AUBURN, a city and the county-seat of Cayuga county, New York, U.S.A., 25 m. S.W. of Syracuse, on an outlet of Owasco Lake. Pop. (1890) 25,858; (1900) 30,345, of whom 5436 were foreign-born, 2084 being from Ireland and 1023 from England; (1910) 34,668. It is served by the Lehigh Valley and the New York Central & Hudson River railways, and by inter-urban electric lines. The city is attractively situated amidst a group of low hills in the heart of the lake country of western New York; the streets are wide, with a profusion of shade trees. Auburn has a city hall, the large Burtis Auditorium, the Auburn hospital, two orphan asylums, and the Seymour library in the Case Memorial building. There is a fine bronze statue of William H. Seward, who made his home here after 1823, and was buried in Fort Hill Cemetery. In Auburn are the Auburn (State) prison (1816), in connexion with which there is a women’s prison; the Auburn Theological Seminary (Presbyterian), founded in 1819, chartered in 1820, and opened for students in 1821; the Robinson school for girls; and the Women’s Educational and Industrial Union, for the education of working girls, with a building erected in 1907. The city owns its water-supply system, the water being pumped from Owasco Lake, about 2½ m. S.S.E. of the city. There is a good water-power, and the city has important manufacturing interests. The principal manufactures are cordage and twine, agricultural implements, engines, pianos, boots and shoes, cotton and woollen goods, carpets and rugs, rubber goods, flour and machinery. The total factory product in 1905 was valued at $13,420,863; of this $2,890,301 was the value of agricultural implements, in the manufacture of which Auburn ranked fifth among the cities of the United States. There are a number of grey and blue limestone quarries, one of which is owned and operated by the municipality.

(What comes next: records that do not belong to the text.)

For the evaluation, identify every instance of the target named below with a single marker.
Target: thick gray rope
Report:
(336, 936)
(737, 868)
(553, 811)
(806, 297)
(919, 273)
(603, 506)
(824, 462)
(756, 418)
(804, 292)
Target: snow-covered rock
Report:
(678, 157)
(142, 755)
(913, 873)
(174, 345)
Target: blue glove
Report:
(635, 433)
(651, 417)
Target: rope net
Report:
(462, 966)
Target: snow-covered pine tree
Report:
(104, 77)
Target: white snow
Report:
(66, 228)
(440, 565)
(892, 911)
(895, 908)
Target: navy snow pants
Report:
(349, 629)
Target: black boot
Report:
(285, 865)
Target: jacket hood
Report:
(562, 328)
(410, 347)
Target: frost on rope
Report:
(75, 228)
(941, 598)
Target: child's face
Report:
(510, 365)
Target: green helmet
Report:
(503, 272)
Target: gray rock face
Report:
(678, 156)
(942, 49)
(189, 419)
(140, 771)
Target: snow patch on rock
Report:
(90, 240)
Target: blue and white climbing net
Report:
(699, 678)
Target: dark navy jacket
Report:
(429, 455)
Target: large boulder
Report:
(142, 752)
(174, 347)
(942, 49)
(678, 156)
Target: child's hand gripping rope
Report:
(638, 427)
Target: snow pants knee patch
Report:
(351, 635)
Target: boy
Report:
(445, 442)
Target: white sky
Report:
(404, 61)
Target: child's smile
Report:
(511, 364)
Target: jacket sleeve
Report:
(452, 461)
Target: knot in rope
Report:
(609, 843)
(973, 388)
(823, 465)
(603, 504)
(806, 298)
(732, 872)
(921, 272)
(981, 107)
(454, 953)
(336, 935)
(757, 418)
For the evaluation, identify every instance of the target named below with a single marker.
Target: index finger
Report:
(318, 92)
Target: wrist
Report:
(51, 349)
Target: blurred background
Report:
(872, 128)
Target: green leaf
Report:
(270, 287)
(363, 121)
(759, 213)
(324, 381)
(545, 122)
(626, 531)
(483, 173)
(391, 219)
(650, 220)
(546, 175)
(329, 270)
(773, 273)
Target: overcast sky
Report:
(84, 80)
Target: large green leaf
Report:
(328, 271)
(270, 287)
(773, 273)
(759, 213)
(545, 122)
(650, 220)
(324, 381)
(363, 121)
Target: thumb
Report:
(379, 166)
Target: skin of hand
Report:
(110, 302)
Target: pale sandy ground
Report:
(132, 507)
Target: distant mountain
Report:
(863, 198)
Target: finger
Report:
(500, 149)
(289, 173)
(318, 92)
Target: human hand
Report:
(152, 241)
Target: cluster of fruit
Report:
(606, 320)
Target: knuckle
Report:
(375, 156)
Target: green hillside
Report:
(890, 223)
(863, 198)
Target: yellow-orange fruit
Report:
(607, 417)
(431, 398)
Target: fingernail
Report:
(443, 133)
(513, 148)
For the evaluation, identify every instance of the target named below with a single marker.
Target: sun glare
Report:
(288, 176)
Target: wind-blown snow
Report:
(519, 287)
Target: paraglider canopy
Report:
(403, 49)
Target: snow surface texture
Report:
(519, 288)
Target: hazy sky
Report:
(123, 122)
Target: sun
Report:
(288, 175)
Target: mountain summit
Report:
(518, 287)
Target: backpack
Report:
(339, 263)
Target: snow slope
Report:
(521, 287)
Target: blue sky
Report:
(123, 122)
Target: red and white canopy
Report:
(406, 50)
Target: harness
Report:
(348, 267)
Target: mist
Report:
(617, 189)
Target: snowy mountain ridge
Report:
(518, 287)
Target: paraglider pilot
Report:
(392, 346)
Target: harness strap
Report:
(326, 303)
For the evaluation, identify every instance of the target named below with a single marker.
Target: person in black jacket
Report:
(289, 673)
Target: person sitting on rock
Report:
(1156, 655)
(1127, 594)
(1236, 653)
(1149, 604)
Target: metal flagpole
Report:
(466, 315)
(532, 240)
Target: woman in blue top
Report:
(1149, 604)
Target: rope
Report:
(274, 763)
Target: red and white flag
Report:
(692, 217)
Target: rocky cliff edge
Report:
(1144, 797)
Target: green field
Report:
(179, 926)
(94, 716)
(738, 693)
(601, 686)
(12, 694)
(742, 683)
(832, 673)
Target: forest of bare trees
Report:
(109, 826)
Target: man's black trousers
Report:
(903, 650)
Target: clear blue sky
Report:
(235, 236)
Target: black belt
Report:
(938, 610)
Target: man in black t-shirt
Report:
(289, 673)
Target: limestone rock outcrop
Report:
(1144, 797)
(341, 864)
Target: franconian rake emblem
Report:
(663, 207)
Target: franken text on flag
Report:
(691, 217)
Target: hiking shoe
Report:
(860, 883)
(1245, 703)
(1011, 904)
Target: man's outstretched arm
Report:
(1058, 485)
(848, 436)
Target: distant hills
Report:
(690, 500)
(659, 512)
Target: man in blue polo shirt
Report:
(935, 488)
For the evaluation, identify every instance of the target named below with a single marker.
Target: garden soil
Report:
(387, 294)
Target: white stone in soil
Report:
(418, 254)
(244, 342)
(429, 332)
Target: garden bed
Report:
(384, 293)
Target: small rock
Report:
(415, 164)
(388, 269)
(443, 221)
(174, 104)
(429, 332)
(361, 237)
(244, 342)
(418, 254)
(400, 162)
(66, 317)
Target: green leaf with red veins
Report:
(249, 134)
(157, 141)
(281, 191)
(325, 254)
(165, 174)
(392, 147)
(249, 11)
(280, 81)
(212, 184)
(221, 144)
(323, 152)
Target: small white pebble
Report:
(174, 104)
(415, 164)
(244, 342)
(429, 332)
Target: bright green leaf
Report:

Settled soon after the close of the War of Independence, Auburn was laid out in 1793 by Captain John L. Hardenburgh, a veteran of the war, and for some years was known as Hardenburgh’s Corners. In 1805, when it was made the county-seat, it was renamed Auburn. It was incorporated in 1814, and was chartered as a city in 1848.

See C. Hawley, Early Chapters of Cayuga History (Auburn, 1879).